According to Kulmar, brands can and often do trade on the appeal of their home market, even if the products are actually made elsewhere. Kathmandu manufactures some of its products in New Zealand, but most of its wet weather gear is made in China.
“Louis Vuitton does this. Even though most of its bags aren’t made in Paris, it’s selling its French-ness. How else could you possibly justify paying $600 for a canvas bag? They’re selling ‘otherness’, the romance of that place to create intrigue and desire,” Kulmar says.
While certain places in the world have developed a reputation for producing certain products over decades or centuries – think chocolate and Switzerland, clothing and Italy, technology and Japan – new pairings enter the cultural zeitgeist from time to time. Korean beauty products are having a major moment right now. Is New Zealand outdoor gear the next phenomenon?
More than just heritage
Frank Spiewack, vice president of global sales and marketing at Alchemy Equipment, a small Christchurch-based outdoor apparel retailer, confirms that European customers, especially those in Germany, Austria and Switzerland, are “very keen” on New Zealand brands.

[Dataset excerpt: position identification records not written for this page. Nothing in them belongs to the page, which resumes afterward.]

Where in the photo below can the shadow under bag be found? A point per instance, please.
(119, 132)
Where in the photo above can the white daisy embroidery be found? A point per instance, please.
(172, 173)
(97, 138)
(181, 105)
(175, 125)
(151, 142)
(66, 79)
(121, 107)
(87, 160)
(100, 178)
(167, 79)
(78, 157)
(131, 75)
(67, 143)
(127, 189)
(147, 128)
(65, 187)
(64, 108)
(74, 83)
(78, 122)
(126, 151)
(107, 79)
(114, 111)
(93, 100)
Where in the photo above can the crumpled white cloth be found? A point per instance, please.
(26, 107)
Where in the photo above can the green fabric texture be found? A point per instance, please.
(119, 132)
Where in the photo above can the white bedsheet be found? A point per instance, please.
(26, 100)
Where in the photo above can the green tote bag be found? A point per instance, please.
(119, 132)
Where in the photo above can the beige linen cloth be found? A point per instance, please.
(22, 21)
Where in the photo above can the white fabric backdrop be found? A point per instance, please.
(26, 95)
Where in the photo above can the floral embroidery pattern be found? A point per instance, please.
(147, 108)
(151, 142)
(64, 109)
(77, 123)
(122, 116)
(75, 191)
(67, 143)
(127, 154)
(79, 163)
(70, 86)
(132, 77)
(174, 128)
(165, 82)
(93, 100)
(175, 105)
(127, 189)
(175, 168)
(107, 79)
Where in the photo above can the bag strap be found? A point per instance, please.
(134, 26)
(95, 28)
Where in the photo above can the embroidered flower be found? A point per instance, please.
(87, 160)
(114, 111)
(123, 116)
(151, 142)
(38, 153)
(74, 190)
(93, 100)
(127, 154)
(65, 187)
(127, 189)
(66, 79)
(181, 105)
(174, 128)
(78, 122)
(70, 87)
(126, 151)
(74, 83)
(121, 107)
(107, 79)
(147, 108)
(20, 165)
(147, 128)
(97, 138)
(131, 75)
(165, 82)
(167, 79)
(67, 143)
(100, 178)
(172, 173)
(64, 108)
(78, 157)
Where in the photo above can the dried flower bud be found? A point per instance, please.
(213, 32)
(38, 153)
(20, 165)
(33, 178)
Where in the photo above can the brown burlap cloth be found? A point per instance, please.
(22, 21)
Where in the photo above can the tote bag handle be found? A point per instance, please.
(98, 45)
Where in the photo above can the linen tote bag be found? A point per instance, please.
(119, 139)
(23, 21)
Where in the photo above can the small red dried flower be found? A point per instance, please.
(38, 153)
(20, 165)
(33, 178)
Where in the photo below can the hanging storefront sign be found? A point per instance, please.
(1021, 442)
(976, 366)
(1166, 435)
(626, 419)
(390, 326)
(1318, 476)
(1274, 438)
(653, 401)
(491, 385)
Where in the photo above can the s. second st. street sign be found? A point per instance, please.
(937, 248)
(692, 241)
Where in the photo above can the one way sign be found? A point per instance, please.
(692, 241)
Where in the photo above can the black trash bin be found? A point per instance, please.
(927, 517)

“New Zealand is this mythical country on the other end of the world. It embodies this ideal of an outdoor healthy lifestyle. It’s a very strong brand in itself and that gets transferred to the products as well,” he tells IRW. Spiewack has also worked at outdoor clothing brand Macpac.
However, Alchemy Equipment only emphasises its Kiwi heritage to a certain extent, focusing more on its fashion-forward aesthetic.
“Normally, New Zealand gear is all about functionality and durability, but our product design is more international. We’re not what customers expect,” Spiewack says.
As a result, the company is targeting high-end ski resort stores in Germany, Austria and Switzerland and boutiques in Italy, France, Belgium and the Netherlands, rather than the midmarket chains that Kathmandu has partnered with. And Spiewack cautions that Kathmandu could find it difficult to differentiate its products.
“There’s no shortage of products in the European market and retailers can already buy similar products from other brands. Their only point of difference is to play the New Zealand card strongly and use that to position themselves,” he says.
But Stern says Kathmandu won’t just focus on its brand heritage.
“Our point of difference is not purely about being a New Zealand brand. Another factor we’ve invested a lot in is sustainability. Products that are perceived as sustainability are well received in the German market in particular. We’re paying a lot of attention to where we’re sourcing materials and what materials we use,” he says.